As we become adept at surrendering the feelings as they arise our dependence on food for meeting emotional needs diminishes. We are allowing the emotions and feelings to flow through us, seeing them as a temporary state that is perfectly normal for any human being to experience. Rather than seeking food as a means of escape or to feel better, we can now create that comfort by allowing the intensity to pass. Comfort in the absence of a feeling.
This technique has become a grounding force for me. When I am grounded, and “in” my body, I am less susceptible to the hijacking of a fleeting desire. I also feel protected and empowered rather than weighted down by my compulsions. I am not so easily distracted by things that compete for my attention. I am able to respond rather than react, regardless of the trigger.
Imagine there is a chocolate cake sitting in front of you. You have completely surrendered the attachment you may have to that cake. It is just a cake. Brown and round and sitting on a glass plate. Every thought, every memory, every feeling is let go as it arises. Stay with the feeling until it runs out. Breathe. Allow the tension to melt from your body.

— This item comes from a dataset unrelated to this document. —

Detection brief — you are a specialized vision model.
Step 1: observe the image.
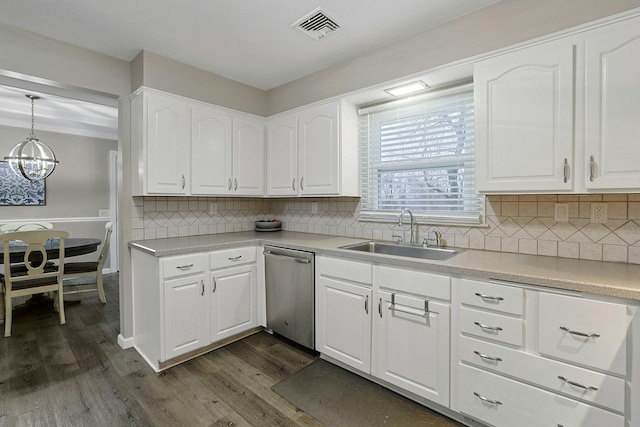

What is left is a neutral zone. Now you can make an empowered decision about eating the chocolate cake. It’s okay if you have it, it’s okay if you don’t. It is not about whether it is right or wrong to eat the cake. It is about having the power to make a decision with the absence of an intense emotional state. It becomes much easier to orient your current choices to reflect your future desires.
Losing your attachment to something does not mean you have to give up anything but the attachment. It means that this object no longer has any control over you. You are free to simply enjoy it or walk away from it. As you continue to let go of your feelings, you are no longer a victim of them. You begin to enjoy a lightness and a fluidity that fosters a sense of wellness and freedom.
Some attachments may lord more power over us to the point of taking on an addictive quality. The letting go technique can be used effectively here but may take some time and patience as you continue to surrender the energy of each urge as it arises. If the tendency to overeat is a problem this technique can be used mid-meal to create some distance between you and the next bite of food.
Keep on practicing and the effortless nature of these techniques will begin to transform your relationship with food. It will become easier to orient yourself towards good health rather than to be driven by your compulsions. Each time you practice letting go you rewire the reward system in the brain to support rather than hijack you.
Loving to eat turns to eating to live. Without giving up any of the enjoyment of food.